Friday, 29 July 2016

Study confirms legal marijuana leads to dramatic decrease in prescription use, abuse

 
money.cnn.com
NORMAN, Okla. – A new report released this month from the journal Health Affairs confirms what legalization advocates have been saying for years: legalized marijuana leads to less prescription drug use and abuse, as well as a decrease in Medicare spending. The authors of the study, a research team at the University of Georgia, looked at 17 states with medical marijuana legalized since 2013 and earlier, and found that painkiller prescriptions, as well as prescriptions for other medication, dropped dramatically compared to states where medical marijuana remained illegal.

The study shows that doctors in states with legal medical marijuana prescribed fewer antidepressants, less seizure medication, and less anti-nausea medication.

In addition to this finding, the researchers found that Medicare saved $165.2 million due to lower prescription drug use.
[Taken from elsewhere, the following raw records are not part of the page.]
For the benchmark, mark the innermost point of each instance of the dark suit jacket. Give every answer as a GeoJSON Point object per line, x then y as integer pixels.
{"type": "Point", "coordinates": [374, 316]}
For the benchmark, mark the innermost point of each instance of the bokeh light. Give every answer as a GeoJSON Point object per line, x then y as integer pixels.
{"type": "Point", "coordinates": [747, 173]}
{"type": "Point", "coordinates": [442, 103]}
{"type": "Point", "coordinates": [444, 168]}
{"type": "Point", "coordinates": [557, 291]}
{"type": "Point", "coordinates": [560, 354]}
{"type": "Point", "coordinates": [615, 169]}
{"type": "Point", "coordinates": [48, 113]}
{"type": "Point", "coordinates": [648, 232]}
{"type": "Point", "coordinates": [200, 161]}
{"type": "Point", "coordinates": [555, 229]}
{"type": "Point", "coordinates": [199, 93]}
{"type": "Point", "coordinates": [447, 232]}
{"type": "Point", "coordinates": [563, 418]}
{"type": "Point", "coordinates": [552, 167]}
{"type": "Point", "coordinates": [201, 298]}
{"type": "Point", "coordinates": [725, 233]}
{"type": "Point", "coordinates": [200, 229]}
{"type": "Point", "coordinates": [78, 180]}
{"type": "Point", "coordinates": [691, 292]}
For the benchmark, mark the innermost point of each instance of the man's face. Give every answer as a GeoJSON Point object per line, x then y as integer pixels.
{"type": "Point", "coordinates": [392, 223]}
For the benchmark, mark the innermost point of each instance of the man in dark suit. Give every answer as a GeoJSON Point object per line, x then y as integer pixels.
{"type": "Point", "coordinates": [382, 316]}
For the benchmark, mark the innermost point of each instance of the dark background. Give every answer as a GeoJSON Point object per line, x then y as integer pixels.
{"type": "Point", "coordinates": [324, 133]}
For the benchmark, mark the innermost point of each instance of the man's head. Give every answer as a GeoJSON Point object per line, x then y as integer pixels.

If every state had legalized marijuana, the researchers estimated that the savings for Medicare would reach $468 million.

The research appears to confirm legal marijuana’s status as the only solution to the United States’ painkiller epidemic that has cut a swath of destruction across the country. Opioid abuse has quadrupled since 1999 here in the U.S., which has justifiably spooked the doctors prescribing painkillers.

This has led to doctors prescribing opioids less often, pushing addicts towards illegal, black market heroin. The overdose deaths from heroin have skyrocketed, as the black market entrepreneurs push the narcotic wherever the demand exists, occasionally lacing their product with fentanyl, a deadly opioid with a potency 50 times that of heroin.

Policy makers and politicians have scrambled for a solution, mostly overlooking the only true solution, the solution that legalization advocates have been shouting for decades, the solution that has now been confirmed with solid evidence. 

The evidence of the benefits of legal marijuana has piled so high that it has grown to a veritable mountain. It enriches states, it creates thousands of jobs, it cures those who couldn’t be cured otherwise, it alleviates chronic pain effectively and cheaply, it might even reverse/halt the effects of Alzheimer’s.  Marijuana doesn’t need a billion-dollar lab with a room-full of PHD’s spending tax dollars to create it.

It can be grown in your backyard for a pittance. Imagine that, people growing their own medicine rather than draining their bank account only to choke down the latest Big Pharma poison peddled by their doctors.

It’s small wonder that pharmaceutical companies are some of the biggest enemies of the movement for marijuana legalization. A study released late last year by the Centre for Addictions Research of British Columbia found that 80 percent of the 473 adult therapeutic cannabis users gave up their prescription drugs entirely after using marijuana.

Those numbers have surely put the fear of God in those whose outrageous profits depend on the thousands remaining hopelessly dependent on their addictive, deadly pill-mill racket.

It is bizarre to contemplate the reality that marijuana, a plant that has never killed anyone, remains illegal in many states despite the avalanche of evidence of its benefits. The situation is made all the more grotesque in that the U.S. is in the midst of an opioid epidemic of biblical proportions.

The simplest solution, the only solution, appears to be the one that politicians and their toady policy makers are most eager to avoid. They want an end to the senseless deaths at the hands of heroin and other opioids, but they desire the power and money that accumulates from the Drug War.

Legalized marijuana would pull the rug out from under them. In many ways, the political class appears more willing to live with the plague of opioid abuse than with less power and money.
But their loss would be our gain. They are the servants of the people, they should be working for our well-being, not the other way around.

And if the fact that the actions of our political leaders have led to a public policy that has killed thousands, and promises to kill thousands more, that policy should be abolished without regard for the effects it will have on our rulers’ lifestyles or wallets. The answer is plain: legalize marijuana, end the War on Drugs.

That’s all that it takes, not some multi-billion dollar “initiative” that will funnel tax dollars to favored cronies while they study the problem for the next two decades. The evidence is there, plain as day. All that is now required is action.